FOUNDERS OF THE YAD CHARUZIM, 1928, BOLECHOW.

 

Malcia pointed to a face I knew well: handsome, aloof, sporting an impeccably trimmed toothbrush mustache that (I can’t help thinking) he thought would make him look older, more dignified. He was only thirty-three. Itzhak, by contrast, looks the faintest bit amused.

Here, she was saying, now in this picture is Shmiel Jäger the president. And this is my father.

She pointed to a dignified-looking man with pale eyes and a goatee sitting in the same row as Shmiel. And this is Kessler the carpenter, she went on.

Once again, I was both moved and pained by the thought that each of these people had a family, a story; and that somewhere, somebody who was interested in, say, the Kessler family might be saying,
And wasn’t that one Jäger the expediter, in the middle, he had the trucks? And isn’t that his brother, who had the butcher store, you remember the story…?

Yes, Lorka had a good home, a good family, Malcia said, making a little shrug as her voice trailed off. I thought again of Shmiel and his letters to my grandfather.

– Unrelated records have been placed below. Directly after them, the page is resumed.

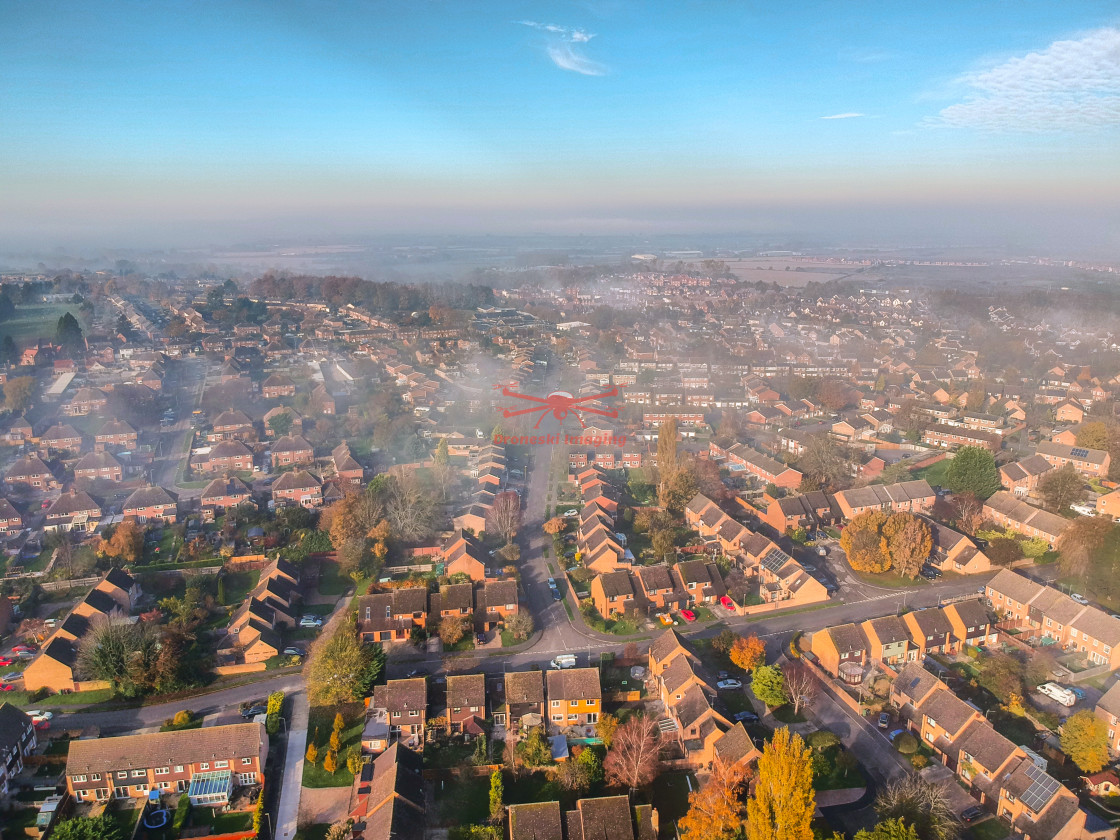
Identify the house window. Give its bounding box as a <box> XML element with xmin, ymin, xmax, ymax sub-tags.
<box><xmin>74</xmin><ymin>775</ymin><xmax>88</xmax><ymax>783</ymax></box>
<box><xmin>453</xmin><ymin>707</ymin><xmax>461</xmax><ymax>714</ymax></box>
<box><xmin>552</xmin><ymin>700</ymin><xmax>561</xmax><ymax>707</ymax></box>
<box><xmin>242</xmin><ymin>758</ymin><xmax>253</xmax><ymax>766</ymax></box>
<box><xmin>131</xmin><ymin>770</ymin><xmax>145</xmax><ymax>778</ymax></box>
<box><xmin>117</xmin><ymin>771</ymin><xmax>128</xmax><ymax>779</ymax></box>
<box><xmin>155</xmin><ymin>768</ymin><xmax>169</xmax><ymax>776</ymax></box>
<box><xmin>215</xmin><ymin>761</ymin><xmax>228</xmax><ymax>769</ymax></box>
<box><xmin>409</xmin><ymin>710</ymin><xmax>419</xmax><ymax>717</ymax></box>
<box><xmin>199</xmin><ymin>763</ymin><xmax>209</xmax><ymax>770</ymax></box>
<box><xmin>470</xmin><ymin>706</ymin><xmax>480</xmax><ymax>713</ymax></box>
<box><xmin>175</xmin><ymin>765</ymin><xmax>184</xmax><ymax>773</ymax></box>
<box><xmin>588</xmin><ymin>713</ymin><xmax>599</xmax><ymax>724</ymax></box>
<box><xmin>91</xmin><ymin>774</ymin><xmax>101</xmax><ymax>781</ymax></box>
<box><xmin>552</xmin><ymin>715</ymin><xmax>564</xmax><ymax>722</ymax></box>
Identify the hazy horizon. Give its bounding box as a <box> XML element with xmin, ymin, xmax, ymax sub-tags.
<box><xmin>2</xmin><ymin>1</ymin><xmax>1119</xmax><ymax>256</ymax></box>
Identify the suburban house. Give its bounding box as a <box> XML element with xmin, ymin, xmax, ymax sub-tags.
<box><xmin>261</xmin><ymin>374</ymin><xmax>296</xmax><ymax>398</ymax></box>
<box><xmin>922</xmin><ymin>424</ymin><xmax>1002</xmax><ymax>453</ymax></box>
<box><xmin>95</xmin><ymin>418</ymin><xmax>138</xmax><ymax>452</ymax></box>
<box><xmin>200</xmin><ymin>440</ymin><xmax>254</xmax><ymax>473</ymax></box>
<box><xmin>672</xmin><ymin>559</ymin><xmax>726</xmax><ymax>605</ymax></box>
<box><xmin>0</xmin><ymin>704</ymin><xmax>36</xmax><ymax>796</ymax></box>
<box><xmin>546</xmin><ymin>668</ymin><xmax>602</xmax><ymax>735</ymax></box>
<box><xmin>357</xmin><ymin>589</ymin><xmax>430</xmax><ymax>643</ymax></box>
<box><xmin>760</xmin><ymin>491</ymin><xmax>838</xmax><ymax>534</ymax></box>
<box><xmin>902</xmin><ymin>607</ymin><xmax>956</xmax><ymax>657</ymax></box>
<box><xmin>1000</xmin><ymin>454</ymin><xmax>1054</xmax><ymax>496</ymax></box>
<box><xmin>1035</xmin><ymin>441</ymin><xmax>1110</xmax><ymax>478</ymax></box>
<box><xmin>45</xmin><ymin>489</ymin><xmax>102</xmax><ymax>533</ymax></box>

Not that I have to tell you, my dear ones, what even strangers say, which is that I have the best and most distinguished children in Bolechów…

Or,

People in Bolechów take me for a rich man (since I pay enormous taxes), and anyone who needs anything comes to Samuel Jäger. I have a lot of influence here
and I’ve had preferential treatment everywhere, and so I have to present myself well everywhere. Indeed I spend time with the better class of people, I’ve been everywhere in town as an honored guest, and I’m continually traveling.